According to updates on Fredrik Ericsson’s website, he and Trey Cook have begun their ascent, with Trey setting out a day early in order to gain a rest day in Camp 3. As of yesterday, Trey was already in C3 and waiting for his teammate to join him. Frederik called in from Camp 2, where he reported good weather with clear skies and low winds. The forecast for today was for a few more clouds, but nothing too serious. The boys are eying a summit on Friday, when the weather is expected to be perfect. If they do summit, they’ll then attempt a ski descent of the mountain, which means getting down won’t be any less scary than going up, although it will be faster.
Gerlinde and Ralf are also eying an August 6th summit, and a brief update to her website yesterday indicated that they had begun their second summit bid as well. The note said that they are feeling “positive and strong”, which is a good attitude to have on this mountain. While every climber there hopes to see the summit, Gerlinde is probably especially looking forward to it, as it would be her final 8000 meter peak sans oxygen.

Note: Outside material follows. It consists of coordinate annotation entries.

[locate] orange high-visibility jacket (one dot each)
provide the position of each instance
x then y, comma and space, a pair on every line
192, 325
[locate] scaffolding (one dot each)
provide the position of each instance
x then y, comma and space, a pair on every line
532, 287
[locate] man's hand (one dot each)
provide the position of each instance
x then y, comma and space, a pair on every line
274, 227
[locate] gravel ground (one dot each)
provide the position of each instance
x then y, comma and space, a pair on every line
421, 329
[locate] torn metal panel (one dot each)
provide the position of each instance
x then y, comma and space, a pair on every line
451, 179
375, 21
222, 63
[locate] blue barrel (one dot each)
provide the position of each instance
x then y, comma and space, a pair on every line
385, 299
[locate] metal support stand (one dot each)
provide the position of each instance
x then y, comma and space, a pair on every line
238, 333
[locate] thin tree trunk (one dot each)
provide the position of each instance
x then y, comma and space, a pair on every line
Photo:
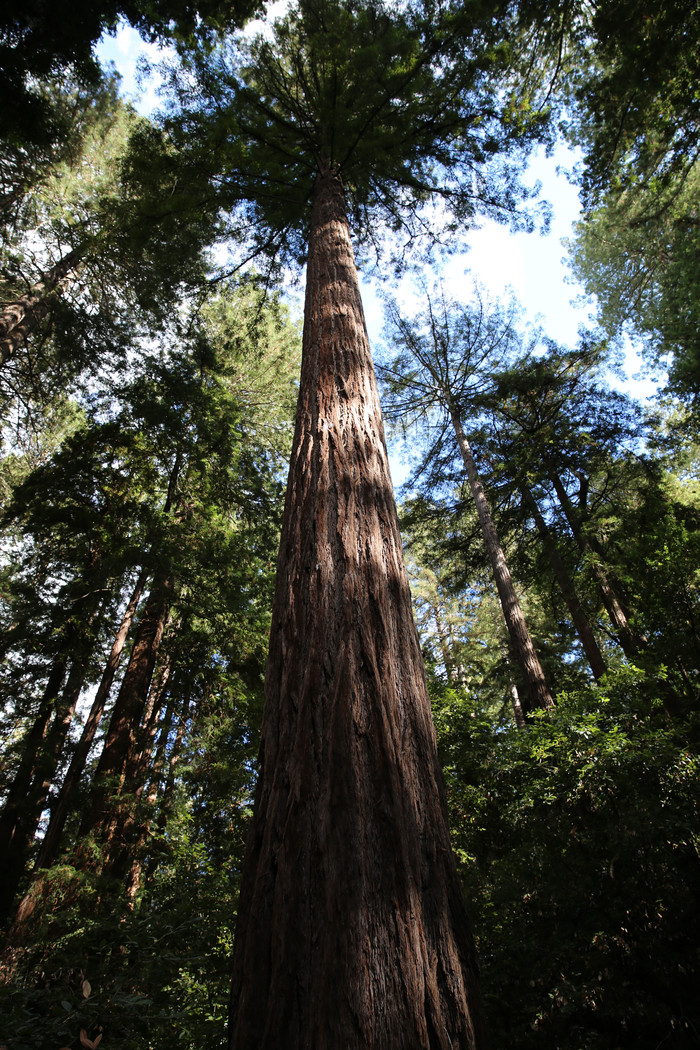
136, 860
14, 812
630, 643
18, 319
578, 617
123, 854
444, 646
352, 931
49, 845
105, 814
518, 714
524, 651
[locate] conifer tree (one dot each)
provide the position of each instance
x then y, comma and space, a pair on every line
351, 928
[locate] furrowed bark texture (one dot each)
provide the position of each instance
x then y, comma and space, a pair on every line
352, 931
524, 651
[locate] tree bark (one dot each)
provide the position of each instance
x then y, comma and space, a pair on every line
106, 812
352, 931
630, 643
578, 617
49, 845
524, 651
18, 319
15, 813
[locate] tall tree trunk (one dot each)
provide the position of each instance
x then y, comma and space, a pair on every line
106, 812
18, 319
630, 643
518, 714
15, 811
49, 845
352, 931
524, 651
133, 878
445, 648
123, 856
578, 617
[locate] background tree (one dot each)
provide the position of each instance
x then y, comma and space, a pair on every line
432, 381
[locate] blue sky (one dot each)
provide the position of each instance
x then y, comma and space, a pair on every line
529, 266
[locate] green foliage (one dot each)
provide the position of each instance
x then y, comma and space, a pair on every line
577, 842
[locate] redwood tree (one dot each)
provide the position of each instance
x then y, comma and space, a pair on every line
352, 930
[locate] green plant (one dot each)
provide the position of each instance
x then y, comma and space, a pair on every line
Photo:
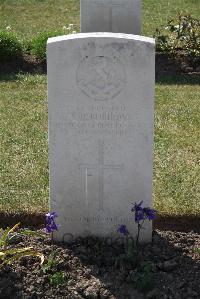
51, 263
57, 278
180, 34
39, 43
10, 46
9, 255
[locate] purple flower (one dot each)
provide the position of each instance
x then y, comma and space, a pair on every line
123, 230
50, 222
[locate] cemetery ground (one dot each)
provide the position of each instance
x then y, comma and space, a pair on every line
86, 268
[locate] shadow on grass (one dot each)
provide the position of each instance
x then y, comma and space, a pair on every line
178, 79
26, 65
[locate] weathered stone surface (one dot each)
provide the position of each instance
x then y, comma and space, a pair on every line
100, 94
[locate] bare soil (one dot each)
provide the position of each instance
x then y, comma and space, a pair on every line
90, 270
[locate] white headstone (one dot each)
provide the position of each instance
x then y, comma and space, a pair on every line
122, 16
101, 99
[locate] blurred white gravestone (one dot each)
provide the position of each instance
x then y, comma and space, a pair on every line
122, 16
100, 100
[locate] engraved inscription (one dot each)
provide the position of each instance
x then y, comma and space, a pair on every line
112, 120
101, 78
101, 166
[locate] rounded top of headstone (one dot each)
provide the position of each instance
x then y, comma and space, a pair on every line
76, 36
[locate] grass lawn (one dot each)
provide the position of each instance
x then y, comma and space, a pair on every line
24, 161
27, 17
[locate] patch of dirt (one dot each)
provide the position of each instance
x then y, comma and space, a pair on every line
25, 64
89, 269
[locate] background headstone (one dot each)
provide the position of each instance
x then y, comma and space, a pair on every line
122, 16
100, 98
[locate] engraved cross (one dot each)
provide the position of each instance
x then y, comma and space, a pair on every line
101, 167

Meanwhile, the Field Touring Alpine Blog reports that guide Fabrizio Zangrilli and climber Meagan McGrath reached C2 yesterday as well amidst very warm weather. They noted that the climb to Camp 2 was a challenging one thanks to the loose rock in the lower portion of the mountain, but that it got easier as they went higher. They also said that the warm conditions have melted much of the snow from the face, meaning that they’ll have good climbing up to the Shoulder, where they’ll camp tomorrow night before making the summit bid. They’re hoping that the lack of snow continues up on the higher portions of the mountain, as a number of climbers turned around last week due to the massive amounts of snow they encountered.

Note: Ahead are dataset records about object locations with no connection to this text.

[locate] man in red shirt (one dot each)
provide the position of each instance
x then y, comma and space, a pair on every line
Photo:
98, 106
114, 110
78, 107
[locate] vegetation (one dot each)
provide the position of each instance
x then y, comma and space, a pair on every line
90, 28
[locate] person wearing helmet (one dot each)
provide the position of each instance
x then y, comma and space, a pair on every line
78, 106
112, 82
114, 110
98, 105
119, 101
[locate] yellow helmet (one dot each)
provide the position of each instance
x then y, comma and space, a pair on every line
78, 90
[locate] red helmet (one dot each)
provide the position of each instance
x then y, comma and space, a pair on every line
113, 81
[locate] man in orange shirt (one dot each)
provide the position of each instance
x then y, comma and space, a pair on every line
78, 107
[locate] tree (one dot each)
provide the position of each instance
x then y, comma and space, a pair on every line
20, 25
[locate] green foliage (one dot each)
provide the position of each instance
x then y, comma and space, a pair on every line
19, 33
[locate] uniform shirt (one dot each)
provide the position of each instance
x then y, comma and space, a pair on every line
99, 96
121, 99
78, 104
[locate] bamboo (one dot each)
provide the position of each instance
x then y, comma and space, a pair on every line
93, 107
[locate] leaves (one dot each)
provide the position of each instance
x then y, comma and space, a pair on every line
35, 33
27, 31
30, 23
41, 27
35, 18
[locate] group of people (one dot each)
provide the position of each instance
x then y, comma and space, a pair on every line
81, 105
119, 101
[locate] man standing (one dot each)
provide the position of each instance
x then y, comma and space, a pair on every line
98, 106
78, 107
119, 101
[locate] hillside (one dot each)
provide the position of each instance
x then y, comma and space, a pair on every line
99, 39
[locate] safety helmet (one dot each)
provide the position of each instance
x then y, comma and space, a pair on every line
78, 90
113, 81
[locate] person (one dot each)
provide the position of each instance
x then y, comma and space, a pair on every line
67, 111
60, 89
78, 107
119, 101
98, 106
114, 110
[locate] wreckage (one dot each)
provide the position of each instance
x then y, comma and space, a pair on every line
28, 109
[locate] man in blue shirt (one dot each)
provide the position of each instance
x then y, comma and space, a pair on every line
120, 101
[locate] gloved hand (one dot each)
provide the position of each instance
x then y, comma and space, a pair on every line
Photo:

Finally, a number of climbers from the other mountains in the region, including Broad Peak and the Gasherbrums have already finished their expeditions and are now back in Skardu where they have been stranded for several days. Severe flooding in Pakistan has made it impossible for them to begin the journey overland back to Islamabad, and now they’re waiting for transport by air. Talk about extending the expedition! I know when I’m done and ready to come home, that these kind of delays would cause frustration.